Compared to the U.S. population in 2017, women and racial/ethnic minorities remained underrepresented among newly certified EMS professionals, and these representation differences varied across geographic regions.
In the Northeast for example there were 93% fewer newly certified EMTs who identified as black compared to the U.S. population (4% vs. 11%) and the difference was 138% for new paramedics (4% vs. 11%).
While efforts to increase diversity among healthcare professionals are increasing on a national scale, few have specifically targeted EMS, the authors said. It's important they do so from a standpoint of enhancing patient-provider communication, improving equality in care delivery and promoting multicultural awareness.

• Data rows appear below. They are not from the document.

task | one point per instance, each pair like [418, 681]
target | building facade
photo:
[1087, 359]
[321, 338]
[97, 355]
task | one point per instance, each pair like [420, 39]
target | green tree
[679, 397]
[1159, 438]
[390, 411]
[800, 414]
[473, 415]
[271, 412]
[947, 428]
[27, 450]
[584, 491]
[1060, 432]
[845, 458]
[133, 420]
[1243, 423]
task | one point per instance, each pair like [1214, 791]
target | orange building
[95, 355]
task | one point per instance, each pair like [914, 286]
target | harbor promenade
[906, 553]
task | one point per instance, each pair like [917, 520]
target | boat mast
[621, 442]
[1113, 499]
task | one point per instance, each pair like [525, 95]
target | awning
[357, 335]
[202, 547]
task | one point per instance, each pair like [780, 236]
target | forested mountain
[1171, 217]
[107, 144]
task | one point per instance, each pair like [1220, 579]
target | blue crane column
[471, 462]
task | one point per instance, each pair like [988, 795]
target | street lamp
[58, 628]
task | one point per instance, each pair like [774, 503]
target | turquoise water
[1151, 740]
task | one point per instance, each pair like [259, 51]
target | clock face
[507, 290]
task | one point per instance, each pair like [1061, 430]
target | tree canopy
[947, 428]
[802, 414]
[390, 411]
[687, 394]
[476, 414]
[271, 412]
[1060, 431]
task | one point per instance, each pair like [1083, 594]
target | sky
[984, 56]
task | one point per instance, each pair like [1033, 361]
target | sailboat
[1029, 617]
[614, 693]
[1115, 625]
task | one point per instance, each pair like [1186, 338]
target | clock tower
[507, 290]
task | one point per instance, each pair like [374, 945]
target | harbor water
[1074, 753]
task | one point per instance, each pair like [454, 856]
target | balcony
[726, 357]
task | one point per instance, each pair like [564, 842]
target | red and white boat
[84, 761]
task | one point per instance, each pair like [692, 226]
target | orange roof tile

Unfortunately, with women and racial/ethnic minority groups comprising a relatively small proportion of new graduates, it's unlikely the EMS field will see widespread changes in the near future, the authors said. The long-term solution may be found in national recruitment efforts, such as partnerships with elementary and middle schools and community engagement initiatives.
THE LARGER TREND
Not only are racial/ethnic minorities underrepresented among EMTs, but as patients they also have lower rates of preventative care visits. A 2018 study found they exhibited lower use of the Medicare annual wellness visit, or AWV, which was explained partially by income and education -- suggesting that the difference is related to factors associated with racial and ethnic inequality.